Take note of the full subnet URI (in the form
projects/<PROJECT>/regions/<REGION>/subnetworks/<SUBNET>) — you will need it when filling in the Subnetwork URI field in Step 5. If your organization policy does not allow creating a VPC nameddefault, please contact the ABC support team — we can explicitly specify a custom VPC/subnet in the job configuration.
After completing these sub-steps, ABC will be able to run the compute jobs required for HTE analysis on Dataproc on behalf of your service account.
Step 5 · Fill in the connection details on the ABC platform
Go back to the ABC data source configuration page you opened in Step 1 and fill in the fields one by one as described below.
5.1 Field reference
| Field | Required | Description |
|---|---|---|
| Business Account | Required | Your GCP service account email, in the form xxx@<project>.iam.gserviceaccount.com — the same service account you authorized in Step 2. |
| BigQuery Project ID | Required | The ID of the GCP project that hosts your BigQuery data. See 5.2 How to find the BigQuery Project ID. |
| Data Location | Required | The region where your BigQuery datasets live (e.g. US, asia-east1). See 5.3 How to find the Data Location. |
| Timezone | Required | The timezone used for parsing time fields and rendering reports, e.g. Asia/Shanghai, UTC. We recommend keeping it consistent with the timezone of your business data. |
| BigQuery DataSet | Required | The ID of the dataset used for storing temporary tables and materialized results — i.e. the dataset you granted BigQuery Data Editor to in Step 3.3. |
| Subnetwork URI | Optional | Required only for HTE analysis. The full URI of the VPC subnet used by Dataproc jobs — i.e. the subnet you prepared in Step 4.3. Format: projects/<PROJECT>/regions/<REGION>/subnetworks/<SUBNET>. |
5.2 How to find the BigQuery Project ID
In the Google Cloud console, click the project dropdown at the top. In the project list that appears, the ID column of each row is the project ID (note that the ID and the project name are usually different).

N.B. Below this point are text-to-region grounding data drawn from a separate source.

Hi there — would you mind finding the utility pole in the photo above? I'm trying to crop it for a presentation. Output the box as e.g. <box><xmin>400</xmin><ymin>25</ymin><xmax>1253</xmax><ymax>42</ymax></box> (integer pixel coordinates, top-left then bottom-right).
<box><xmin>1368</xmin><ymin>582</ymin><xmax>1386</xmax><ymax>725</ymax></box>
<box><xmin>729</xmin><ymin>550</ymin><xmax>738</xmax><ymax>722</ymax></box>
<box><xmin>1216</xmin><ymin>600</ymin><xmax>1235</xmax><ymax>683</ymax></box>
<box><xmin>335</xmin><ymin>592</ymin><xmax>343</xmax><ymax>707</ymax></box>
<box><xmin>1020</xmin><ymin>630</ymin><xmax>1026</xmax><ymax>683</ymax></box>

5.3 How to find the Data Location
Open BigQuery Studio, expand your dataset in the Explorer panel on the left, and click on the dataset name. The Data location field in the details panel on the right is your data location.

5.4 Save and test the connection
After filling in all the fields, click Save. ABC will automatically run a connection test:
- Connection succeeded: the status in the data source list becomes "Connected" — your BigQuery connection is set up, and you can start creating metrics and experiments.
- Connection failed: follow the error message in the dialog, go back to the corresponding step, and check the authorization, permissions, or the values you entered. Common causes include: the service account was not granted the Token Creator role, dataset permissions were not granted, or the Project ID / Data Location was entered incorrectly.